Explosive cyclogenesis off the East Coast of the United States

January 4th, 2018 |

GOES-16 Clean Window (10.3 µm) Imagery, 0102-1337 UTC on 4 January 2018 (Click to animate)

A strong extratropical cyclone that deposited snow in the deep south developed explosively during the early morning hours of 4 January 2018. The GOES-16 Clean Window (10.3 µm) animation, above, from 0102 – 1337 UTC on 4 January, brackets the explosive development: from 993 hPa at 0000 UTC to 968 mb at 0900 UTC, a strengthening that easily meets the “Bomb” criteria set forth by Sanders and Gyakum (1980). The Clean Window animation shows the strong surface circulation with well-defined conveyor belts. Convection develops at the leading edge of the dry slot that is approaching southern New England at the end of the animation. The Low-Level Water Vapor (7.3 µm) animation for the same time, below, suggests very strong descent behind the storm, where brightness temperatures warmer than -10º C (orange in the enhancement used) are widespread.

GOES-16 Low-Level Water Vapor (7.3 µm) Infrared Imagery, 0102-1332 UTC on 4 January 2018 (Click to animate)

This storm can also be viewed using Red-Green-Blue composites (in addition to the single-channel animations shown above). The Airmass RGB, below, combines the Split Water Vapor Difference (6.2 µm – 7.3 µm) as Red, Split Ozone (9.6 µm – 10.3 µm) as Green, and Upper level Water Vapor (6.2 µm) as Blue. (Other storms analyzed with the Airmass RGB can be seen here, here, and here). The strong red signal in the Airmass RGB south of the storm suggests very strong sinking motion.
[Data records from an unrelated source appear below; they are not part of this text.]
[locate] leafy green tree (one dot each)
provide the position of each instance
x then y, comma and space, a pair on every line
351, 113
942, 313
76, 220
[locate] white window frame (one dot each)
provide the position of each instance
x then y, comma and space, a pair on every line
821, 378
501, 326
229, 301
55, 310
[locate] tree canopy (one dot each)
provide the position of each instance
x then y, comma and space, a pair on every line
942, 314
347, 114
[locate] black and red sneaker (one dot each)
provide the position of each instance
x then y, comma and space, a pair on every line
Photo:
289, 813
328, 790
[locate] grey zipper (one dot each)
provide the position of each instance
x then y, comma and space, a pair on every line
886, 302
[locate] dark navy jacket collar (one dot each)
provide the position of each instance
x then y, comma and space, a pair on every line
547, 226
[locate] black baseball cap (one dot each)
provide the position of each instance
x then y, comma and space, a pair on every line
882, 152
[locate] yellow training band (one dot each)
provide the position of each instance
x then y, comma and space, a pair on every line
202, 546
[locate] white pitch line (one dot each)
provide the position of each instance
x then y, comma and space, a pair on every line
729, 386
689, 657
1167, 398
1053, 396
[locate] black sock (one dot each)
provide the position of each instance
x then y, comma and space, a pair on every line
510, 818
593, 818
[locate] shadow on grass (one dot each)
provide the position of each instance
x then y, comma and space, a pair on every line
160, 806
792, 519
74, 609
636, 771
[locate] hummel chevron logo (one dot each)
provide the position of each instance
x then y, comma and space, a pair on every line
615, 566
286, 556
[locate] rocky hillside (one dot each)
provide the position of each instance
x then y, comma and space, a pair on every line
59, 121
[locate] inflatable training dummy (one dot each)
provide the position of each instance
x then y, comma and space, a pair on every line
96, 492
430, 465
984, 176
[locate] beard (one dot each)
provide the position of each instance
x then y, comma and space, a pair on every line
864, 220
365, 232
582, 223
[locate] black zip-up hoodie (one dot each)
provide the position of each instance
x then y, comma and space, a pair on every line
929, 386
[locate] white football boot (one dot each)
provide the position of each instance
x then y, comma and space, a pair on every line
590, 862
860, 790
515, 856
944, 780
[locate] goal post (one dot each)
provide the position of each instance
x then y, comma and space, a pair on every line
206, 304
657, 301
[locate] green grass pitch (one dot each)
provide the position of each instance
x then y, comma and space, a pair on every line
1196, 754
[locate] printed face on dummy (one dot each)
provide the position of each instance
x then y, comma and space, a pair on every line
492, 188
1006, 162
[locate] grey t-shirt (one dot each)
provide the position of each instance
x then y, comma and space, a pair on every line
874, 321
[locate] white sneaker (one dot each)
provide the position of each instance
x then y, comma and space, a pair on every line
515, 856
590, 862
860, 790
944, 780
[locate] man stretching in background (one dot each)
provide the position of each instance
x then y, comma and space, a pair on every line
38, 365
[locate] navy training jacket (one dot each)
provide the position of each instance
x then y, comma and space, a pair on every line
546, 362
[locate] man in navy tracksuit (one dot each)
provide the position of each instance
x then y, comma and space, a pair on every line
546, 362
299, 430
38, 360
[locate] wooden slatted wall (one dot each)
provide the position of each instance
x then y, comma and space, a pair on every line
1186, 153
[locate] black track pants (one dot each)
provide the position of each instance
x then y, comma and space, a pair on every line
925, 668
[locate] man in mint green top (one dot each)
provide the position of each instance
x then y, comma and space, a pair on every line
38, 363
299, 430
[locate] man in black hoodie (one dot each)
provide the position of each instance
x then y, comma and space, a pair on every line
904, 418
GOES-16 AirMass RGB Product, 0102-1332 UTC (Click to animate)

ASCAT Scatterometer winds over the system at 0205 UTC showed an elongated surface circulation with multiple observations of winds exceeding 50 knots (in red), and a large region (in yellow) of winds exceeding 35 knots.

GOES-16 ABI Clean Window (10.3 µm) and ASCAT Scatterometer winds, 0205 UTC on 4 January 2018 (Click to enlarge)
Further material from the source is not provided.